A simple Triton backend that copies input tensors to corresponding output tensors. This backend is used primarily for testing. To learn more about writing your own Triton backend including simple examples, see the documentation included in the backend repo.
Ask questions or report problems with the Identity backend in the main Triton issues page.
Use cmake to build and install in a local directory.
$ mkdir build
$ cd build
$ cmake -DTRITON_ENABLE_GPU=ON -DCMAKE_INSTALL_PREFIX:PATH=`pwd`/install ..
$ make install
The following required Triton repositories will be pulled and used in the build. By default the "main" branch/tag will be used for each repo but the listed CMake argument can be used to override.
- triton-inference-server/backend: -DTRITON_BACKEND_REPO_TAG=[tag]
- triton-inference-server/core: -DTRITON_CORE_REPO_TAG=[tag]
- triton-inference-server/common: -DTRITON_COMMON_REPO_TAG=[tag]

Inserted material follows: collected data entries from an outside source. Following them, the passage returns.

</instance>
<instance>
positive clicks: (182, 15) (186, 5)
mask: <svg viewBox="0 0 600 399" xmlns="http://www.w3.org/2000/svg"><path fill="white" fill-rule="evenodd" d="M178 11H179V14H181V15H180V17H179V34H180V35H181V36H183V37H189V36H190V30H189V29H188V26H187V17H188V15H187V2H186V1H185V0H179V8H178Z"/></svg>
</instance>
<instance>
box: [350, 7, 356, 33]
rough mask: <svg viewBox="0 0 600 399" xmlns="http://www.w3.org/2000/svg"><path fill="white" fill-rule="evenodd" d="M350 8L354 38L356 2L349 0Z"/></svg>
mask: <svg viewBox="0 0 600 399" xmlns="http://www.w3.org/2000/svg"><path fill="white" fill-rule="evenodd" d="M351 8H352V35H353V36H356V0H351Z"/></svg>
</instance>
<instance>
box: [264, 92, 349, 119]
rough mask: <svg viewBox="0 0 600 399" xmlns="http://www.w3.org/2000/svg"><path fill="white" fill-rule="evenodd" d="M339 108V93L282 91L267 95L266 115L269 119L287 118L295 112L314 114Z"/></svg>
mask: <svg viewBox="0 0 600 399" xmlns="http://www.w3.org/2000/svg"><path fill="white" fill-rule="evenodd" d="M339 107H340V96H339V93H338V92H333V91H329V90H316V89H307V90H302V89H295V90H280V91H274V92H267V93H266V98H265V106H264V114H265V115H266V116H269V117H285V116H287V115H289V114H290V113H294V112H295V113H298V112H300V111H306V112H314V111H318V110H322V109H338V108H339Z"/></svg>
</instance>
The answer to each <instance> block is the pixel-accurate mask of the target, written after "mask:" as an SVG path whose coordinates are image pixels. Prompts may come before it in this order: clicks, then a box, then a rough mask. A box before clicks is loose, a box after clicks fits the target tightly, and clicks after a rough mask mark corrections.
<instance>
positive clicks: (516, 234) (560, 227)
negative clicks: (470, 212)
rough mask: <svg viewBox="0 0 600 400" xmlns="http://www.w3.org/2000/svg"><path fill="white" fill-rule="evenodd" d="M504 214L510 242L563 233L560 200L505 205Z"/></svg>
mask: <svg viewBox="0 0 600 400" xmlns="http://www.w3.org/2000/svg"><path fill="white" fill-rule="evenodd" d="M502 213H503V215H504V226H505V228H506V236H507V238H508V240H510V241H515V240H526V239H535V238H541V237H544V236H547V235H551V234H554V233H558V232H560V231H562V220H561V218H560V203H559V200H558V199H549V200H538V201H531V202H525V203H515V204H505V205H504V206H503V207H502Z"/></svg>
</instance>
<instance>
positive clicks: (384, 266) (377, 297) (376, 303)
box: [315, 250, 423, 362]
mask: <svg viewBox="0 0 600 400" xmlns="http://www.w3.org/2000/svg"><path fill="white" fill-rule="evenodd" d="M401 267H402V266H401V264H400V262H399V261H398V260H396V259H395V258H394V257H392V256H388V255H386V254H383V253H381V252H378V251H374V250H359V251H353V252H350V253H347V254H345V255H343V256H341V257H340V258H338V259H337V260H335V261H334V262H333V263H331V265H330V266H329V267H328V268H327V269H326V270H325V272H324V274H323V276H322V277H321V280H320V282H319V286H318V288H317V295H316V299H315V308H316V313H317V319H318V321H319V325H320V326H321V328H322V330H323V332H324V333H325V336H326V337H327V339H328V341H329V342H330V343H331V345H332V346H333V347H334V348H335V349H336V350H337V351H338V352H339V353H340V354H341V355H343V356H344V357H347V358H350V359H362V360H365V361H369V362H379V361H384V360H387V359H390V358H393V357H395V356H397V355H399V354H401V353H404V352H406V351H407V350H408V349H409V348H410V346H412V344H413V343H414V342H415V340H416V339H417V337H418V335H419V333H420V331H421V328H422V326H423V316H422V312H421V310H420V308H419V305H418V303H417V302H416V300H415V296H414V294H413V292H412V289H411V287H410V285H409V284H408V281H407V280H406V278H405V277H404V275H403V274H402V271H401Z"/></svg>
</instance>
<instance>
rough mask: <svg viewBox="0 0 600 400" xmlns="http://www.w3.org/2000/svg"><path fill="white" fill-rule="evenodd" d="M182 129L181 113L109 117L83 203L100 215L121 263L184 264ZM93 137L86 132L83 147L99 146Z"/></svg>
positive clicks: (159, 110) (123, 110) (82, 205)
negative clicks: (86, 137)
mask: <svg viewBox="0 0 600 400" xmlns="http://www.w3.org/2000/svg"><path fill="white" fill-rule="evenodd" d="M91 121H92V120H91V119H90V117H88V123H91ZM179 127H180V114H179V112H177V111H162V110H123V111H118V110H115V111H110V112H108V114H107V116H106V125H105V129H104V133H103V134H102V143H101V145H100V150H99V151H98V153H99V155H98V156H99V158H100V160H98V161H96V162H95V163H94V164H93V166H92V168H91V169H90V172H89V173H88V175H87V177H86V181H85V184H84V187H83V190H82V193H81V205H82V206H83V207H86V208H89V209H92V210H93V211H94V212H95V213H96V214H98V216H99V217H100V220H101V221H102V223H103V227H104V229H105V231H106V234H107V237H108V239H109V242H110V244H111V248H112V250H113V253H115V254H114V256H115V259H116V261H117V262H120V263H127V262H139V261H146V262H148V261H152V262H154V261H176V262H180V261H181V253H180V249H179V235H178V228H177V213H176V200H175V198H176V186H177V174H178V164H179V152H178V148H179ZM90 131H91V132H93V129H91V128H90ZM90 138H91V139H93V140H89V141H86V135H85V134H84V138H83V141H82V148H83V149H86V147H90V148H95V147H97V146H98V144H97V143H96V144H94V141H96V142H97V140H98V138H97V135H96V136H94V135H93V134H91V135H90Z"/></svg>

If you are building on a release branch (or on a development branch that is based off of a release branch), then you must set these cmake arguments to point to that release branch as well. For example, if you are building the r23.04 identity_backend branch then you need to use the following additional cmake flags:
-DTRITON_BACKEND_REPO_TAG=r23.04
-DTRITON_CORE_REPO_TAG=r23.04
-DTRITON_COMMON_REPO_TAG=r23.04
When TRITON_ENABLE_METRICS
is enabled, this backend implements an example
of registering a custom metric to Triton's existing metrics endpoint via the
Metrics API.
This metric will track the cumulative input_byte_size
of all requests
to this backend per-model. Here's an example output of the custom metric
from Triton's metrics endpoint after a few requests to each model:
# HELP input_byte_size_counter Cumulative input byte size of all requests received by the model
# TYPE input_byte_size_counter counter
input_byte_size_counter{model="identity_uint32",version="1"} 64.000000
input_byte_size_counter{model="identity_fp32",version="1"} 32.000000
This example can be referenced to implement custom metrics for various use cases.